Священник вышел из ризницы, потом — из церкви, оставив Жанну в полной растерянности. Несчастная женщина бросилась на колени перед алтарем.

— Господи!… Господи!… — умоляюще сложив руки и воздев их к церковным сводам, запинаясь, проговорила она. — Напрасно я ищу их, ничего мне не узнать!… Кажется, все в этой жизни отвергает меня!… И священник отнесся ко мне с недоверием. Если я пойду расспрашивать остальных, у них тоже возникнут подозрения. Что же мне делать?

«Какой-то человек увез в Париж ребенка, которого все считали племянником аббата Ложье. Должно быть, это мой сын. Сестра кюре обещала мне присмотреть за ним, заменить ему мать. Она, наверное, сдержала обещание… Но как отыскать его в Париже?

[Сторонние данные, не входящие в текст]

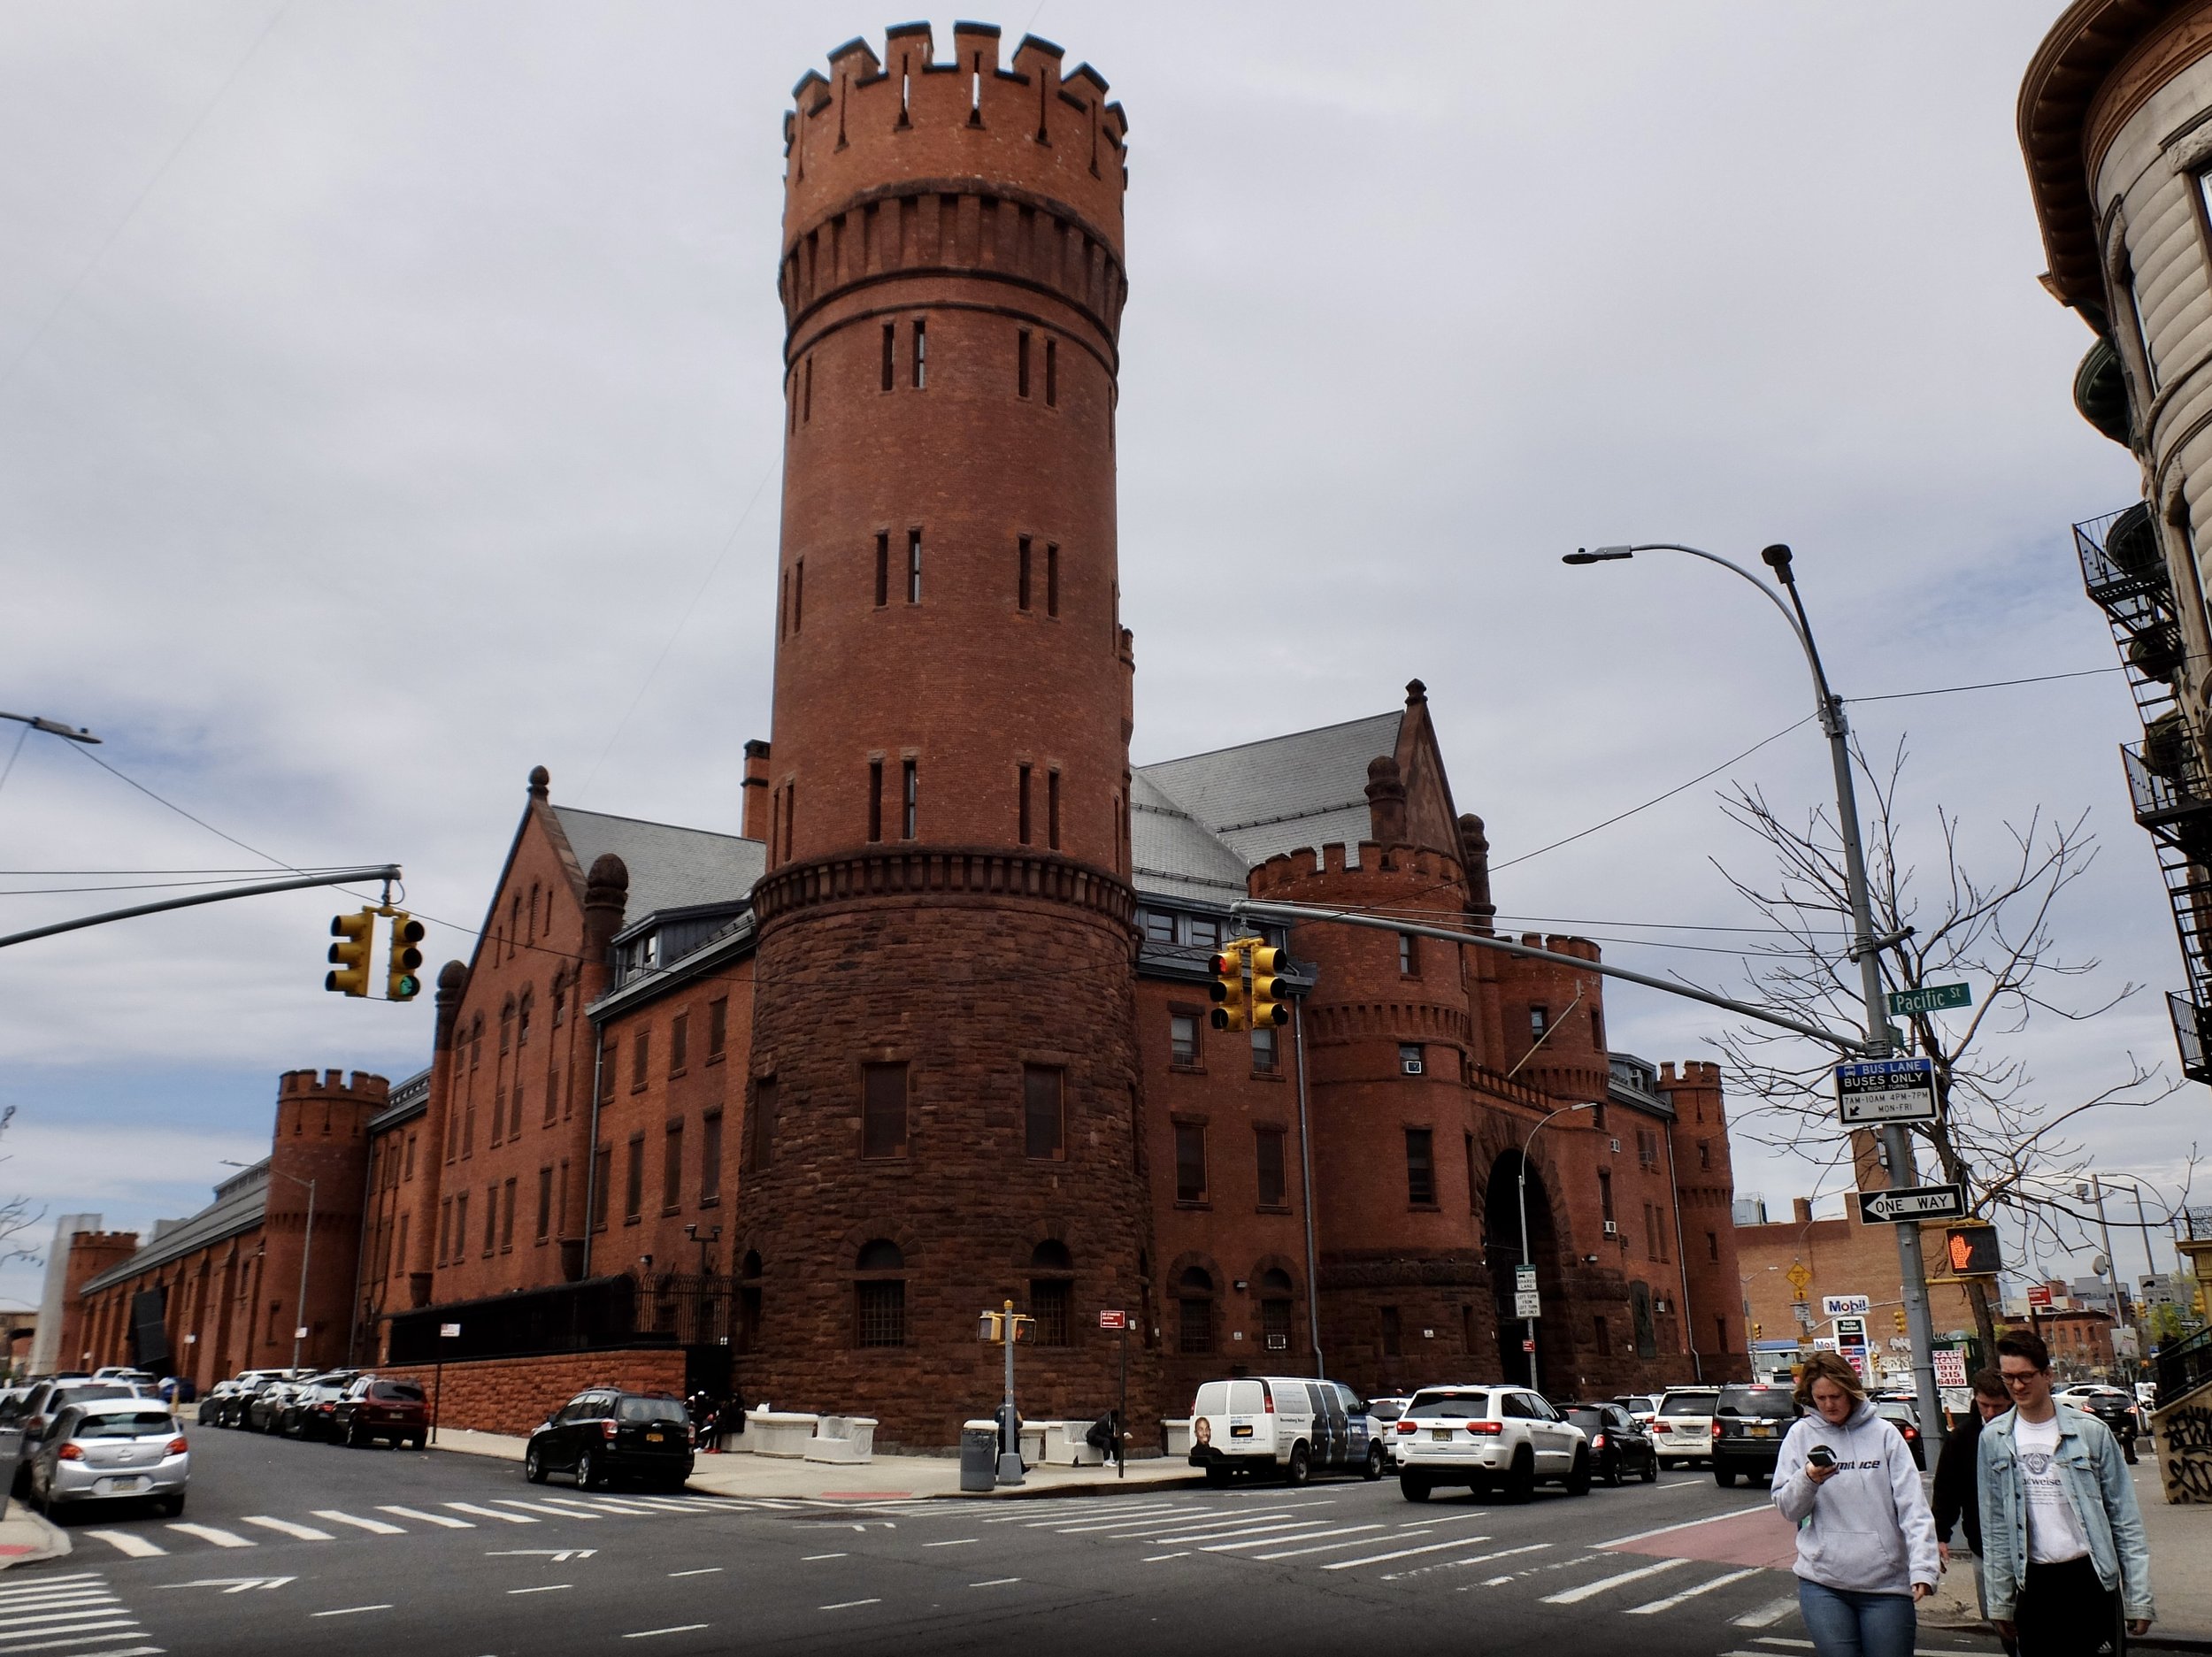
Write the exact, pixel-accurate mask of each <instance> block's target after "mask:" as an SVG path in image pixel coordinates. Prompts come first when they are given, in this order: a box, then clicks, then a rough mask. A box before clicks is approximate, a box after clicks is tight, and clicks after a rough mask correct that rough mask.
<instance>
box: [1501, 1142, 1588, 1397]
mask: <svg viewBox="0 0 2212 1657" xmlns="http://www.w3.org/2000/svg"><path fill="white" fill-rule="evenodd" d="M1520 1170H1522V1153H1520V1150H1506V1153H1504V1155H1500V1157H1498V1161H1493V1164H1491V1179H1489V1186H1486V1188H1484V1197H1482V1237H1484V1263H1486V1265H1489V1272H1491V1296H1493V1303H1495V1310H1498V1376H1500V1378H1502V1380H1528V1354H1526V1352H1524V1349H1522V1341H1524V1338H1526V1327H1528V1325H1526V1323H1522V1319H1517V1316H1515V1314H1513V1270H1515V1268H1517V1265H1520V1263H1522V1190H1520ZM1528 1263H1531V1265H1535V1285H1537V1294H1542V1299H1544V1316H1540V1319H1537V1321H1535V1385H1537V1389H1540V1392H1544V1394H1546V1396H1553V1394H1555V1392H1557V1378H1559V1376H1568V1374H1571V1369H1573V1341H1571V1338H1568V1336H1564V1334H1553V1336H1551V1338H1546V1325H1551V1327H1553V1330H1562V1332H1564V1327H1566V1325H1564V1323H1562V1319H1564V1316H1566V1296H1564V1292H1562V1285H1559V1237H1557V1230H1555V1226H1553V1217H1551V1192H1548V1190H1546V1188H1544V1175H1542V1170H1540V1168H1537V1166H1535V1164H1533V1161H1531V1164H1528Z"/></svg>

Искать людей, которые смогут ответить на все мои вопросы, означало бы сдать себя жандармам… Как и двадцать с лишним лет назад, меня преследуют, ищут! Полиция охотится за мной, чтобы снова запихать в тюрьму! Ах! Как все это ужасно! Уж лучше бы я так и осталась сумасшедшей!»

Сжав руками пылающий лоб, Жанна разрыдалась.

— Ну нет, — вдруг сказала она через некоторое время, поднимая голову, — я так просто не сдамся! Пусть судьба погружает меня во мрак сколько угодно, все равно буду искать, не зная ни отдыха, ни покоя. Мой сын, наверное, в Париже. Вот в Париже-то и буду искать, только сначала попытаюсь выяснить, что с моей дочерью!…

Она вышла из церкви и в девять вечера была уже в Париже. Чтобы с утра быстрее попасть на поезд в Жуаньи, куда ее дочь была некогда отдана кормилице на воспитание, Жанна осталась в районе Бастилии.

Рано утром она отправилась в Жуаньи; прибыв на место, прямиком пошла к дому вдовы Фреми, которой двадцать два года назад доверила свою дочь. Она прекрасно знала, что этой женщины там уже нет, но надеялась получить хоть какие-нибудь сведения.

Глубокое отчаяние, охватившее потом ее душу, легко понять: домика кормилицы больше не существовало. На его месте, захватив и прилегающие территории, высился огромный доходный дом. Тем не менее Жанна вошла туда и, обращаясь к консьержке, спросила:

— Извините, сударыня, я хотела бы кое-что узнать. Как давно построили этот дом?

— Шесть лет назад.

— А вы сами из Жуаньи?

— Живу здесь уже двенадцать с лишним лет.

— А не знали ли вы вдову Фреми, она еще детишек брала на воспитание?

— Вдову Фреми… Как же, помню… Этот дом построили как раз на месте ее холупы. А сама она давным-давно скончалась. Еще во время войны.

— У нее, кажется, был сын?

— Да… здоровый такой балбес.

— Он все еще в Жуаньи?

— Да… на кладбище.

— Он умер? — вскричала Жанна.

— Ах! Ну конечно умер… о нем и не жалел никто… А вы что — родственница?

— Нет, сударыня, но я надеялась узнать у него, что стало с девочкой, которую родители отдали его матери на воспитание и не смогли потом забрать, потому что уехали из Франции.